The Separation, a new and first play by Richard Molloy, could exemplify the latter. Stephen Harahan [Owen McDonnell] a sometime journalist, attempts to find love with colleague Molly MacDonald [Susan Stanley] only for the party to be gate crashed by his stricken social worker wife Marion [Carrie Crowley] and their confused daughter, Gertie [Roxanna Nic Laim]; Stephen having laid eyes on neither for more than six months since their separation. Set in 1995, the year that Bill Clinton gave his famous peace rally and the Irish Republic voted in a referendum to legalise divorce [until then the ban was seen as a result of Catholic influence by the Protestants, and as a major threat if Ireland were to be united] we follow Stephen in his Dublin pad as he undergoes a major breakdown, with a good measure of booze thrown into the equation.
‘That’s biblical that is’ Stephen says as he [as it directs in the play script] refers to the never ending Irish rain, although at which point his lover throws out her arms in the shape of a dripping crucifix. Perhaps a trite observation but a fitting gesture by actress and director as a metaphor of sorts for what happens later on.
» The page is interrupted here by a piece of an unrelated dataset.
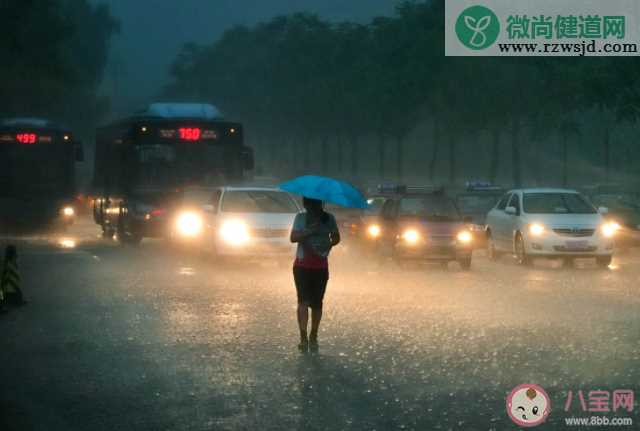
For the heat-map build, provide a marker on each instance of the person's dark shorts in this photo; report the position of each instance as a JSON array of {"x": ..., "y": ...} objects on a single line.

There are other references to the Catholic Church- is there ‘any institution in the entire world more ignorant on the subject of marriage?’ as well as some slight puns over the characters and their namesakes in James Joyce’s Ulysses, although the writer’s thoughts here are never quite finished- unless you consider the novel’s most famous line ‘history is a nightmare from which I am continually trying to awake’ as being pertinent to the Stephen we encounter in 1995, whose demons surely catch up with him as he struggles to become a ‘pioneer’- a non drinker.
The problem is that the play ends half way through and begins too soon and there’s a good deal of flab in the opening scene. And as soon as we start getting to the nitty gritty its time to go home- before any kind of character arc can be believably established.
Which is a shame, for in Stephen we have an inimitable, chaos internalizing, mad character about whom we just want to know more. But instead we get what feels like half a play with the playwright’s major thematic concerns only thinly sketched and under developed and with the characters hyperbolizing, so that subtext is washed out along with the rain hammering against the window. And it could and should easily be another hour- the material is all there.
Despite this though, it is well directed by Simon Evans and there is some fine character acting from all the cast in a play, which, with some proper development, could be really good.